Par Daniel Grenier
Guy me pointe du doigt la photo (pièce no1), pas vraiment noire et blanche, plus sépia, beige et crème, sur laquelle je vois une bonne centaine de personnes réunies dans ce qui ressemble à une salle de bal. Ces gens ne me disent rien, ils sont d’un autre monde, un monde dans lequel on portait ces robes qui sont exposées à la Grande Bibliothèque en ce moment, des crinolines, des frous-frous, des culs bombés. Ils appartiennent à une histoire qui m’est inconnue, étrangère, sur laquelle je n’ai aucune prise. Ils sont souriants, pour la plupart, des jeunes et des vieux, des générations réunies pour le banquet annuel du Centre Paroissial Saint-Zotique.
-Tu vois, là-dessus il y a mes parents, ici et ici, et ma grand-mère juste à côté, ici. Et quand j’ai montré la photo à ma mère, en préparant l’exposition, elle m’a dit que sa grand-mère à elle aussi y était, ben oui. Tsé quand tu me disais tantôt que t’avais l’impression que Saint-Henri c’était un peu comme une petite famille, ben c’est ça: toute ma famille est là-dessus, on dirait ben. La grand-mère de ma mère, mon arrière-grand-mère, là voilà: ici.
C’est difficile de ne pas se sentir un peu comme un imposteur, dans ma situation, quand on entend des choses comme celles-là et qu’on habite le quartier depuis à peine quatre ans. J’imagine que ça ne ferait pas grand-chose, si je ne ressentais pas un besoin viscéral, que je ne m’explique pas complètement d’ailleurs, de réclamer Saint-Henri pour mon compte, de me l’approprier, de l’investir et de l’embrasser dans mon écriture et son imaginaire. J’imagine que ça me ferait rien si je ne m’étais pas attelé, depuis mon arrivée, à la tâche abstraite de saisir ne serait-ce qu’un brin de l’essence du lieu pour le partager ou, mieux, pour le garder juste pour moi.
Guy, le bénévole de l’exposition de photos organisée par la Société Historique de Saint-Henri pour les cent ans du Centre Paroissial, est donc un représentant d’au moins la quatrième génération de gens d’ici. Je l’observe et je vois la passion dans ses yeux quand il m’explique telle ou telle photo: ici Maurice Richard en plein gala bénéfice pour le Centre Paroissial, en compagnie de M. le curé et du chanoine (pièce no2); là un jeune Jacques Godin crucifié et extatique, dans un de ses premiers grands rôles au théâtre amateur, dans la Passion (pièce no3).

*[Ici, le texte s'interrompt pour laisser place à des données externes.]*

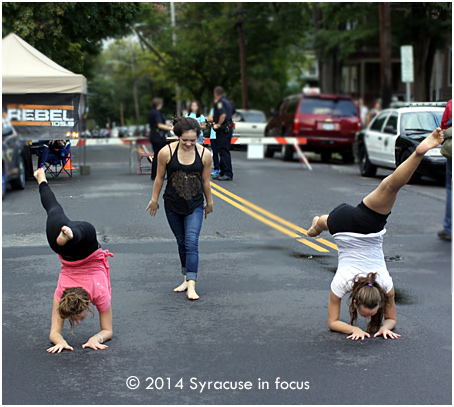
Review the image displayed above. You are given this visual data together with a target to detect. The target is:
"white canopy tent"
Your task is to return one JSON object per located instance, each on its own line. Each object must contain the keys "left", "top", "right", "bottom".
{"left": 2, "top": 33, "right": 87, "bottom": 139}
{"left": 2, "top": 32, "right": 87, "bottom": 94}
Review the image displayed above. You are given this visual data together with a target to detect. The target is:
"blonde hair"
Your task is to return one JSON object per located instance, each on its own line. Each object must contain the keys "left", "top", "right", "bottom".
{"left": 58, "top": 287, "right": 93, "bottom": 334}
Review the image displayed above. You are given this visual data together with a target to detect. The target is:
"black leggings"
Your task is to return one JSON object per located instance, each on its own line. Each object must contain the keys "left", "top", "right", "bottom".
{"left": 327, "top": 201, "right": 390, "bottom": 235}
{"left": 39, "top": 183, "right": 99, "bottom": 261}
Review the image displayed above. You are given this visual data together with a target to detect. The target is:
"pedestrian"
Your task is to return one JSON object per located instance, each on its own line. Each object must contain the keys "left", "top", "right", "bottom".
{"left": 367, "top": 100, "right": 381, "bottom": 125}
{"left": 36, "top": 140, "right": 70, "bottom": 169}
{"left": 307, "top": 128, "right": 445, "bottom": 340}
{"left": 211, "top": 86, "right": 234, "bottom": 181}
{"left": 207, "top": 108, "right": 221, "bottom": 176}
{"left": 358, "top": 97, "right": 369, "bottom": 127}
{"left": 438, "top": 99, "right": 452, "bottom": 241}
{"left": 33, "top": 167, "right": 113, "bottom": 353}
{"left": 148, "top": 97, "right": 173, "bottom": 181}
{"left": 185, "top": 100, "right": 206, "bottom": 144}
{"left": 145, "top": 117, "right": 213, "bottom": 300}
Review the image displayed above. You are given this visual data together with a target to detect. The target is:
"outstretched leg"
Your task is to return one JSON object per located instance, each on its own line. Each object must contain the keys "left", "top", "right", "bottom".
{"left": 307, "top": 128, "right": 444, "bottom": 237}
{"left": 34, "top": 168, "right": 73, "bottom": 247}
{"left": 363, "top": 128, "right": 444, "bottom": 215}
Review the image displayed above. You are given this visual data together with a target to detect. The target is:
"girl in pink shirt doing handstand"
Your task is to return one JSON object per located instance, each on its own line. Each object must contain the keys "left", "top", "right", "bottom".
{"left": 34, "top": 168, "right": 113, "bottom": 353}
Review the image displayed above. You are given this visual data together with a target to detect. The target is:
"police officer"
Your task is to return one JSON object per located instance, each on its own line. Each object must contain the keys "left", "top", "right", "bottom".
{"left": 148, "top": 97, "right": 172, "bottom": 180}
{"left": 212, "top": 86, "right": 234, "bottom": 181}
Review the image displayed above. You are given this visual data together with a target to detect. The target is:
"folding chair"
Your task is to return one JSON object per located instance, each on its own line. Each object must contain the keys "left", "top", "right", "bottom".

J’écoute Guy me raconter des anecdotes, me nommer des endroits précis que j’ai sûrement déjà croisé en me promenant dans les rues, mais dont les noms ne me disent rien, et je pense à la différence entre « un gars de la place » et « un visiteur ». Je me dis que c’est étrange, alors qu’on parle toujours de nos racines, de nos origines, à quel point il y a deux sortes de personnes, dans la vie: celles qui ne pourront jamais vraiment dire qu’elles viennent d’un endroit précis, au delà de leur propre existence, à cause des multiples déménagements, à cause des aléas de la vie, des trucs comme ça; et celles qui pourront toujours te montrer une photo de 1911 sur laquelle on distingue quatre générations de leur famille réunies dans un souper communautaire du quartier. Et je me demande: qui a le plus grand univers? Celui qui connaît des dizaines d’endroits, de villes, de quartiers, de pays où il était de passage, ou celui qui n’a jamais bougé d’ici, entre Atwater et l’échangeur Turcot (ou ce qui existait comme frontière à la place, à l’époque), entre Westmount et le canal Lachine?
Je suis incapable de ne pas ressentir une forme de jalousie en écoutant Guy « être » tellement ce p’tit gars de Saint-Henri, sans aucun effort, sans avoir à y penser, et en même temps je me réconforte en me rappelant que ceux et celles qui en ont parlé, si bien, ceux et celles qui m’ont donné envie d’y « être » moi aussi, ils étaient comme moi: ils étaient des intrus.